[Mesa-dev] Cleaning up Python scripts
Jose Fonseca
jfonseca at vmware.com
Wed Sep 14 09:02:30 PDT 2011
----- Original Message -----
> Hi,
>
> I've talked about it a bit before, but I feel that it's getting out
> of
> hand, so it's time to talk about cleaning up some of the Python
> that's
> used to generate/build Mesa.
>
> First, the biggest problem is that our Python's completely untested
> and unstructured. It's very ad-hoc. This might be alright for some of
> the codegen, but the rather extensive total weight of all of these
> scripts is over 20 KLOCs, and this is just too much code to be
> scattered about with very little organization. There are zero Python
> packages (folders with __init__.py) in Mesa.
>
> Here are a handful of problems exposed by pyflakes, a minimal static
> analysis tool which only catches syntax errors, unused names, and
> undefined names. This is really only tip-of-the-iceberg stuff, but I
> don't feel comfortable sending patches for this stuff without talking
> to the people that wrote this code originally.
>
> * /src/gallium/drivers/llvmpipe/lp_tile_shuffle_mask.py has a syntax
> error in global scope; it can't possibly run.

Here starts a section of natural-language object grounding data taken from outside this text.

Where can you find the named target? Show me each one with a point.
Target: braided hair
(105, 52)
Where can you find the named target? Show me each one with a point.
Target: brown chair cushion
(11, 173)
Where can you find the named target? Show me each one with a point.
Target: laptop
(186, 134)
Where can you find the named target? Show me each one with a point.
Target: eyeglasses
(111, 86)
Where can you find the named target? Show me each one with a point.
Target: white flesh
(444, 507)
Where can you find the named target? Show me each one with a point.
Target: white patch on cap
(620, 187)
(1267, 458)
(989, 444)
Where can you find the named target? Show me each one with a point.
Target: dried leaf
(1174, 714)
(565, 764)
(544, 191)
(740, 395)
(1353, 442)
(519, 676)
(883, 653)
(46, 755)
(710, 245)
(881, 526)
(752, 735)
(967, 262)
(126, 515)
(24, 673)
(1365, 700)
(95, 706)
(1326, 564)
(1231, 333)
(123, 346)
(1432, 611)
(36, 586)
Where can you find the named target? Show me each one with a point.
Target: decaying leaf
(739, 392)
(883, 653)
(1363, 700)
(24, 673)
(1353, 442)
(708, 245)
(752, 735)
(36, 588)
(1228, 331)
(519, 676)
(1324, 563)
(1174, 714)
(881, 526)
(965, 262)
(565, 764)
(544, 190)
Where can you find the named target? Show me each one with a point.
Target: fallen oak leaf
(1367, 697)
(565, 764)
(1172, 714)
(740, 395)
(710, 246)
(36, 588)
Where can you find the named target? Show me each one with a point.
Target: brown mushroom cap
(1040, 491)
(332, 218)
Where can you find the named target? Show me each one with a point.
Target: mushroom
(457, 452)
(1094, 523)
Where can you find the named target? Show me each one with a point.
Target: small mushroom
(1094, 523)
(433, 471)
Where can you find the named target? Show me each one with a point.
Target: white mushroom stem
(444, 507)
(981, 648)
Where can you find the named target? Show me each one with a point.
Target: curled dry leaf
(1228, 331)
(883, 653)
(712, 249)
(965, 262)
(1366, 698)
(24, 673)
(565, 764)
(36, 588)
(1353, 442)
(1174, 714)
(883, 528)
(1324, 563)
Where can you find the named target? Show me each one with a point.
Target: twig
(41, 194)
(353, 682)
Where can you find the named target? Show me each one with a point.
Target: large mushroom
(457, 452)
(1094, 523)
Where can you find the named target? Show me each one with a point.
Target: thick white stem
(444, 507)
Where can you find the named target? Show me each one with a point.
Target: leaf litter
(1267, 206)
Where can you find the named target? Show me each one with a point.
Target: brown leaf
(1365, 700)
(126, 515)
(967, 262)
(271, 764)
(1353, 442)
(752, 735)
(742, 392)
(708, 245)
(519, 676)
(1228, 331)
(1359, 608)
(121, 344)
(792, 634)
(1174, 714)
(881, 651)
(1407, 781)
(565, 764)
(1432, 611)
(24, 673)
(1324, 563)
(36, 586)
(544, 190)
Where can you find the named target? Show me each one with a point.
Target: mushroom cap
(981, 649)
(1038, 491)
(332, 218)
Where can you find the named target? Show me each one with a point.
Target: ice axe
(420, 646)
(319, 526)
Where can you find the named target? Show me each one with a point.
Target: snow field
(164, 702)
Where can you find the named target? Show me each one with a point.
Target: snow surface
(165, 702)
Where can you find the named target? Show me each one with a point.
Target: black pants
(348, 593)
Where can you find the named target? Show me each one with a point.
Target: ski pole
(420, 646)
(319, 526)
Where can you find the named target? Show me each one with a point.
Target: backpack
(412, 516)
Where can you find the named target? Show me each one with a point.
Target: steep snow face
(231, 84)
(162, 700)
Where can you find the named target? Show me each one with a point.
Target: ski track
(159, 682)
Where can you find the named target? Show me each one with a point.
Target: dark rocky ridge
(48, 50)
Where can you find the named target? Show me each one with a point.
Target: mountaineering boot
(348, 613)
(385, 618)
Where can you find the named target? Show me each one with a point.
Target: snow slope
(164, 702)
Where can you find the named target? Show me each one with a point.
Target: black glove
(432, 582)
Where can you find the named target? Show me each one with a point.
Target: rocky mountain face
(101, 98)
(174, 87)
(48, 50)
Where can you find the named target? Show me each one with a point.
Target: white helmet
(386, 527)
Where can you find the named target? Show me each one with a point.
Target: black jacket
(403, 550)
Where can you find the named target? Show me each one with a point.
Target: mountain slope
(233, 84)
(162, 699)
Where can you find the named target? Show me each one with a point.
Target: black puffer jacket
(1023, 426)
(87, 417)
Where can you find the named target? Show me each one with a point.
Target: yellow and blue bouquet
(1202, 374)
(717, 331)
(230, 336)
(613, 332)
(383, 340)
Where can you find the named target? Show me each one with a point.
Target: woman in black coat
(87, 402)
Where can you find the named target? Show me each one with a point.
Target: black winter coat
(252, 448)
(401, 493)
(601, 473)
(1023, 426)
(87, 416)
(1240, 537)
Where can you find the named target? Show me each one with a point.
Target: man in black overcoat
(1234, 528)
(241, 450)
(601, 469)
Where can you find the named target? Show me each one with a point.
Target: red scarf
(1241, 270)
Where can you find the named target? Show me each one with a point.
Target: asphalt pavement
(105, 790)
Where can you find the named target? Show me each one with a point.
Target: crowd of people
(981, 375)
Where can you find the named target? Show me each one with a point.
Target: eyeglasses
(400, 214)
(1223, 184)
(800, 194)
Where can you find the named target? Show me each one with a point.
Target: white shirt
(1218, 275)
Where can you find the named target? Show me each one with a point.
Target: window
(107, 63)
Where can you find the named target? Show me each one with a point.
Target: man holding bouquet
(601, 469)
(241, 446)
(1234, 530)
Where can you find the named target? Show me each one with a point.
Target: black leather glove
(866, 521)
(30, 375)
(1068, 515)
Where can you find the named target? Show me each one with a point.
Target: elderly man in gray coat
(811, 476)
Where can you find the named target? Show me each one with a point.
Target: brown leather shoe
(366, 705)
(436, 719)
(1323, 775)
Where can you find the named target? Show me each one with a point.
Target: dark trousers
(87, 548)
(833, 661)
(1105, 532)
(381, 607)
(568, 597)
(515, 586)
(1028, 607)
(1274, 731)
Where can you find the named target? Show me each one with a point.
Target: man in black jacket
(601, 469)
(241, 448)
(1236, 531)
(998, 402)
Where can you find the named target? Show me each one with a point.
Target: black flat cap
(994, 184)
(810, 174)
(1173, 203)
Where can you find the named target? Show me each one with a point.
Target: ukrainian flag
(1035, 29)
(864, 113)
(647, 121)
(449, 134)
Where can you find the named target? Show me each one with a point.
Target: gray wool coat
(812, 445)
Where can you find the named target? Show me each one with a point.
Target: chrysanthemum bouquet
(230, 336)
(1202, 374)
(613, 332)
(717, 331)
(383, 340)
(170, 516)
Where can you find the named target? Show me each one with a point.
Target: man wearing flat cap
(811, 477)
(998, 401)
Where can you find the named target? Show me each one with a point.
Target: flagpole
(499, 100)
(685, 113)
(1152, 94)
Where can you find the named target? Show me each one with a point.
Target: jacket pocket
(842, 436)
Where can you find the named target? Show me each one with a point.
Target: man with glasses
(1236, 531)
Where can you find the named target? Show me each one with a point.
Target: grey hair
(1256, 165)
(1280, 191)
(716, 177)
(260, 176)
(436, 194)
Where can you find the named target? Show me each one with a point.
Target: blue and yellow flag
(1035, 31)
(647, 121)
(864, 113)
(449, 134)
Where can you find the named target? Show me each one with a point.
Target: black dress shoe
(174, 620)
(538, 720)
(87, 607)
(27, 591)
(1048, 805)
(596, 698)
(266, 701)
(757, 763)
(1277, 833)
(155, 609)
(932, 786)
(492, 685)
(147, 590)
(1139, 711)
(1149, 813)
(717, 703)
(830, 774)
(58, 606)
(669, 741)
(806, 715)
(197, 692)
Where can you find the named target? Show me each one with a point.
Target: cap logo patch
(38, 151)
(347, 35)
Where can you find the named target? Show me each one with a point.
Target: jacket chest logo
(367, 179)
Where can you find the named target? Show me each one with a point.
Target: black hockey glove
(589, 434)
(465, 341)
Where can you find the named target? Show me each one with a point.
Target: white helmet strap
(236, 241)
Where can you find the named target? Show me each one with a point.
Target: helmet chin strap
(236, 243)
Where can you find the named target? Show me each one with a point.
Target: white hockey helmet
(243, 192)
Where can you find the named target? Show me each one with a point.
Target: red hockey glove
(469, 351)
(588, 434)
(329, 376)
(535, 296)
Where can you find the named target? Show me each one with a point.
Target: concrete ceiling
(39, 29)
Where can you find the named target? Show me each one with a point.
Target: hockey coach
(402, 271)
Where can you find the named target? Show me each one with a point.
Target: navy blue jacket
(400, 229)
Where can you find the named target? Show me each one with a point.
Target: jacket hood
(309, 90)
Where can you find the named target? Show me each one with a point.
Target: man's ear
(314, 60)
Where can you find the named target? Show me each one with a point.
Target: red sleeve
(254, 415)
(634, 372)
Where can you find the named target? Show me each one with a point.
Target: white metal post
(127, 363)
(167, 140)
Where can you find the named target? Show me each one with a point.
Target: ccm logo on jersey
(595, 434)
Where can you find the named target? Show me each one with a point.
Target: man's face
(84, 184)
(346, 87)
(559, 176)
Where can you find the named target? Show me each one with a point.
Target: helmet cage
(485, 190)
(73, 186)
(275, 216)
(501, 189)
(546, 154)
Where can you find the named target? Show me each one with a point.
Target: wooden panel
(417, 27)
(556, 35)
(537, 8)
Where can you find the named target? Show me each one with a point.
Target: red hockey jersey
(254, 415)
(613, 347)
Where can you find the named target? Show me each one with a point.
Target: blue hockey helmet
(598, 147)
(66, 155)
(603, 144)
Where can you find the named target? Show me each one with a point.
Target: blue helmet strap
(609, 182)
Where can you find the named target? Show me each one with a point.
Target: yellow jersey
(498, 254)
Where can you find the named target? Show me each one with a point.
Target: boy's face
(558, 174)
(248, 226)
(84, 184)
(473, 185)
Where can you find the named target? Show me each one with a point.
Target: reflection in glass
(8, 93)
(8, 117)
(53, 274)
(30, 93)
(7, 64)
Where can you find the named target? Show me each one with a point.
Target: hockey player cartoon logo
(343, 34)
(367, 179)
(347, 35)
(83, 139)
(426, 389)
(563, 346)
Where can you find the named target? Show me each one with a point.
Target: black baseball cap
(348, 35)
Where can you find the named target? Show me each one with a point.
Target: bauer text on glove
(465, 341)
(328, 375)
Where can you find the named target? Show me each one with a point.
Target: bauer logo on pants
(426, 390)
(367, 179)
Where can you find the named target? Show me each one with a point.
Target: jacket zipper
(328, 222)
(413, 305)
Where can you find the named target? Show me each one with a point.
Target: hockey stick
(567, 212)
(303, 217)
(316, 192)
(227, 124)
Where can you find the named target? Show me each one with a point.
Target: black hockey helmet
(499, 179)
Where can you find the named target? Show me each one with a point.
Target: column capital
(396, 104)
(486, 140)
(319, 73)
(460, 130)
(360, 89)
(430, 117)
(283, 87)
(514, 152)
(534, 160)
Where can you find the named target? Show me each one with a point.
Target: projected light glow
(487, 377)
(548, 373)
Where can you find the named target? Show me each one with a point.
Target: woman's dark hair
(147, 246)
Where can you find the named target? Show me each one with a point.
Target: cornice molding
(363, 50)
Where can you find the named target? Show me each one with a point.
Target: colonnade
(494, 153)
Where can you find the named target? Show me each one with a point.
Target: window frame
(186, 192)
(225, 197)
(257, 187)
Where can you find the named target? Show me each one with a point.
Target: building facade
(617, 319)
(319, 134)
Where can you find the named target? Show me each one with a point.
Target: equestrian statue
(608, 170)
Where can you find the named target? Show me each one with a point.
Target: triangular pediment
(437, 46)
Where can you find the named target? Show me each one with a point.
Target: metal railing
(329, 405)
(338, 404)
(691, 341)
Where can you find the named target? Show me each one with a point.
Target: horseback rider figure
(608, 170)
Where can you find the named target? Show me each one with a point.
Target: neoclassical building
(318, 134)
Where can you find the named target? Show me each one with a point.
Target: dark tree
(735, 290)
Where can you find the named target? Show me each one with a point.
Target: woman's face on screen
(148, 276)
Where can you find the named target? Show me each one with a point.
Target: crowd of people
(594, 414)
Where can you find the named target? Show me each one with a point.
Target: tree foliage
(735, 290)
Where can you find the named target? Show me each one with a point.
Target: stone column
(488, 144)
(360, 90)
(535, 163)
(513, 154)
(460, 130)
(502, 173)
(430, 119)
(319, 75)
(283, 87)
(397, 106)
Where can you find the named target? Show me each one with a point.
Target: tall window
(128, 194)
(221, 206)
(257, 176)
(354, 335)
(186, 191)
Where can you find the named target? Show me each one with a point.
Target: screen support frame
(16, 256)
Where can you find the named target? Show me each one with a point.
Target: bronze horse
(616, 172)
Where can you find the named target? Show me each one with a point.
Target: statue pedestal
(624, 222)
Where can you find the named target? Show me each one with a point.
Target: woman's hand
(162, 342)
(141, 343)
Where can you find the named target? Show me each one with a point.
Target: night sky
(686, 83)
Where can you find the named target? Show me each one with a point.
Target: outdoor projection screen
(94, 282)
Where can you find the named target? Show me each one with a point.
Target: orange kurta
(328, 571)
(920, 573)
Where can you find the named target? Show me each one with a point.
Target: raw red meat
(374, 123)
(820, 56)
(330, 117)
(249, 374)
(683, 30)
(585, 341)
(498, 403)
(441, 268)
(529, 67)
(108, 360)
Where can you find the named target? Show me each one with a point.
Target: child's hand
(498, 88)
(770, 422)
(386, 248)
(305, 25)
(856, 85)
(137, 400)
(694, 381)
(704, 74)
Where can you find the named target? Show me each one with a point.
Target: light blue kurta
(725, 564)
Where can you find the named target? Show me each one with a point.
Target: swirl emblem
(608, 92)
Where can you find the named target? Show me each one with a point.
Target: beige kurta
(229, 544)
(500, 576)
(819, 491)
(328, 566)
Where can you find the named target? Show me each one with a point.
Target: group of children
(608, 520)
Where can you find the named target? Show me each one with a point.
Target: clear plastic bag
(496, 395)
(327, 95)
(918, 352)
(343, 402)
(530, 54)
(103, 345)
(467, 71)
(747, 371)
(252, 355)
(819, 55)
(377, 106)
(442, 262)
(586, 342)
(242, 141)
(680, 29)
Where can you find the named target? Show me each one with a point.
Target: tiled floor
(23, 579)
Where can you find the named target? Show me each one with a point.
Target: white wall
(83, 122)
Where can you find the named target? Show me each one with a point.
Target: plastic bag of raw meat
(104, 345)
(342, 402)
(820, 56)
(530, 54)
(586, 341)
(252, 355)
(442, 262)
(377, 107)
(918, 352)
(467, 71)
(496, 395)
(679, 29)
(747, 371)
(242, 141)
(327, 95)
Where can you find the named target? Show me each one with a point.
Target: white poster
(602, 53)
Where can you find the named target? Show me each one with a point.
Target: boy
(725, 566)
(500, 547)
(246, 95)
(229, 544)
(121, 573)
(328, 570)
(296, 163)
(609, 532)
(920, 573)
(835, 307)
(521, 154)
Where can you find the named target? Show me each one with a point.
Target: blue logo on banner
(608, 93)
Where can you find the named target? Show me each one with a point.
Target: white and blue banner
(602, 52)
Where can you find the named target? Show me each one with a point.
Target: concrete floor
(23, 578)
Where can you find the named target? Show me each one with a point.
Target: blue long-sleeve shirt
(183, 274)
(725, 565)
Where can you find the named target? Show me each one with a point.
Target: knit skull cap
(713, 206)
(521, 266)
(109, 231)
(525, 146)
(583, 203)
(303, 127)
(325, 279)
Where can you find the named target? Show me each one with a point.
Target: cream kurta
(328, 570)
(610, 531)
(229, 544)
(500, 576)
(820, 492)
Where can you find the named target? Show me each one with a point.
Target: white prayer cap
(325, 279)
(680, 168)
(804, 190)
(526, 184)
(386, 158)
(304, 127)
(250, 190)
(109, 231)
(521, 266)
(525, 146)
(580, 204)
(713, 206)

> * /scons/wcesdk.py has an undefined name in what appears to be dead
> code. This probably isn't a problem because I don't think any of us
> care about WinCE. (Which leads to the question: Why is this in the
> tree?)
Removed.
> * /src/mapi/glapi/gen/*.py have undefined calls to show_usage(),
> which I anticipate should show a usage message and exit. However,
> since these are generally only called from Makefiles, they shouldn't
> be a problem. Of course, people might have trouble running them
> manually...
Removed.
Thanks.
> * /src/mapi/mapi/mapi_abi.py has a couple more undefined names in
> error paths.
>
> What are people's opinions on this? Is it worth spending some time to
> clean up some of this code?
It's hard to say...
A lot of this code is disjoint anyway, so it wouldn't make sense trying to share code between unrelated scripts.
It might be better to do cleanup of the scripts based on pain points, rather than make it a goal on itself. That is, which python code people touched recently and felt that could be cleaned up?